Il conviendrait de tenter de la mettre sur un pied d’égalité avec d’autres grands artistes du passé. Peut-être Piaf, peut-être Garland, peut-être Baker, peut-être Minnelli, peut-être Midler, peut-être Charo, – mais cela ne marche pas. Aucune comparaison avec un autre artiste ne pourrait jamais, pleinement, saisir l’expérience de voir Isabelle Georges travailler ; mais, alors, c’est vrai pour chacune des femmes dont les noms viennent d’être cités. Elles sont originales, elles sont des individus, elles sont uniques. C’est pour cela qu’elles se distinguent.

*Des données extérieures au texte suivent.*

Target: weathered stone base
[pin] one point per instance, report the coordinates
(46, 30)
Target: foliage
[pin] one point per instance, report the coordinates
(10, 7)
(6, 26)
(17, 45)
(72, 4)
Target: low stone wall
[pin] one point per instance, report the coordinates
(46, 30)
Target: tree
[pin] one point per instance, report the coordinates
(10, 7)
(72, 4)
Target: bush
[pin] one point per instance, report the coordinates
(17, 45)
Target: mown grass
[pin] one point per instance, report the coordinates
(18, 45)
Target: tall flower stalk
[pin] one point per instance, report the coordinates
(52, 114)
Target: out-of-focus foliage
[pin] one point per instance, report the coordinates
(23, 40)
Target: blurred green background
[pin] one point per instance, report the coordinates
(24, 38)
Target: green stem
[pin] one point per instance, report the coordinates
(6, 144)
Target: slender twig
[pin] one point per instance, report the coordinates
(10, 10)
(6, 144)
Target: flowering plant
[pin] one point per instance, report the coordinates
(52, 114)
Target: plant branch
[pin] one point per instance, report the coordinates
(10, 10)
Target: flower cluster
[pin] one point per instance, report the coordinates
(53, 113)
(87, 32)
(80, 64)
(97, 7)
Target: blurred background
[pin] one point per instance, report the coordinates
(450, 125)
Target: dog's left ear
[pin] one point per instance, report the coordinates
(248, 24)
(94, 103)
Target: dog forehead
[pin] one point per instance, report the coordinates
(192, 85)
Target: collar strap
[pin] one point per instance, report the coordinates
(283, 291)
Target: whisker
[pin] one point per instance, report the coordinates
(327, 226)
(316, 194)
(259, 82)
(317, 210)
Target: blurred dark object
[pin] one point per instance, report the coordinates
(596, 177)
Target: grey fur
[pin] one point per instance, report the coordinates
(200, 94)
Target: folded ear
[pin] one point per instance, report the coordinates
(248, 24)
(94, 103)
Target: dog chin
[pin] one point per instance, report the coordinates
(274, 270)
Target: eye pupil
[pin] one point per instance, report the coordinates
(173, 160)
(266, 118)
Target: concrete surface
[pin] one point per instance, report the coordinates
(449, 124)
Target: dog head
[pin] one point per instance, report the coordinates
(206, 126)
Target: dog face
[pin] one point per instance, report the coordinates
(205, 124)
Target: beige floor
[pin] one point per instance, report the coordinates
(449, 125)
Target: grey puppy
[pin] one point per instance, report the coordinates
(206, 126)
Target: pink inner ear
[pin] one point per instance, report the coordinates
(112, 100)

Et Isabelle Georges se démarque. Elle est cette rare combinaison de théâtralité et de pragmatisme qui fait que l’on se souvient d’elle. Qui d’autre pourrait se tenir sur une scène avec un bustier perlé et pieds nus, chantant des chansons tout en dansant autour d’une scène sur une musique créée par des musiciens qu’elle loue ouvertement à son public pour être sexy en même temps qu’ils sont talentueux ? Une diva.

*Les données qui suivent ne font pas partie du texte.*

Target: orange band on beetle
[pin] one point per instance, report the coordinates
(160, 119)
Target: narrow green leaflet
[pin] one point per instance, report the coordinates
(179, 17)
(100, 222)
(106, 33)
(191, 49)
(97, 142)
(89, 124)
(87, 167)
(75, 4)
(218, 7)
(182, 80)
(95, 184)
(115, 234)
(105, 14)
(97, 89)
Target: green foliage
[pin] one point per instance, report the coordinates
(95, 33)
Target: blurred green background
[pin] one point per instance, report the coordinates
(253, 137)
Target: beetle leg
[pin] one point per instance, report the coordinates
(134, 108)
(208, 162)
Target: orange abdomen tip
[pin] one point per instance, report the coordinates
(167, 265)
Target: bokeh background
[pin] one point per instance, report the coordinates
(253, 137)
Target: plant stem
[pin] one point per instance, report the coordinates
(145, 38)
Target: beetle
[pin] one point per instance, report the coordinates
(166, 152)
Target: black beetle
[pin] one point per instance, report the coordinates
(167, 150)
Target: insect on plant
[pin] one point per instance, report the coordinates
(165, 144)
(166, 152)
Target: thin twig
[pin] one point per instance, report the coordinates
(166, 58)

Et cette diva est CLAIREMENT amoureuse de ce qu’elle fait. Elle est la personne la moins timide qui ait jamais mis les pieds sur une scène. Mme Georges est tellement à l’aise qu’elle pourrait, en théorie, faire ce spectacle alors qu’elle est ivre, dans son salon… mais ivre de champagne, bien sûr. Avec un abandon débridé, Isabelle Georges change de costume devant son public, fait des blagues sur son 54 Below, fait des claquettes féroces dans un espace de quatre par quatre, ébouriffe les cheveux de ses camarades, flirte avec son public, dispense la sagesse yiddish, française et humaine, arrache des visages, fait des gaffes, fabrique des marionnettes à main et des voix idiotes, exprime l’amour et chante jusqu’à la lune au sommet d’un piano à queue. Regarder Isabelle Georges se produire pendant une heure est la représentation la plus délicieuse et la plus désirable d’une bipolarité frénétique et résolue, musicale et théâtrale. Être dans une pièce pendant qu’Isabelle Georges se produit, c’est être dans l’œil de l’ouragan, et vous ne voudrez plus en sortir.

La participation d’Isabelle Georges à la représentation de Feinstein/54 Below n’a duré qu’une nuit. Nous espérons que Mme Georges reviendra pour d’autres dates dans cette boîte de nuit ou dans n’importe quelle autre de New York.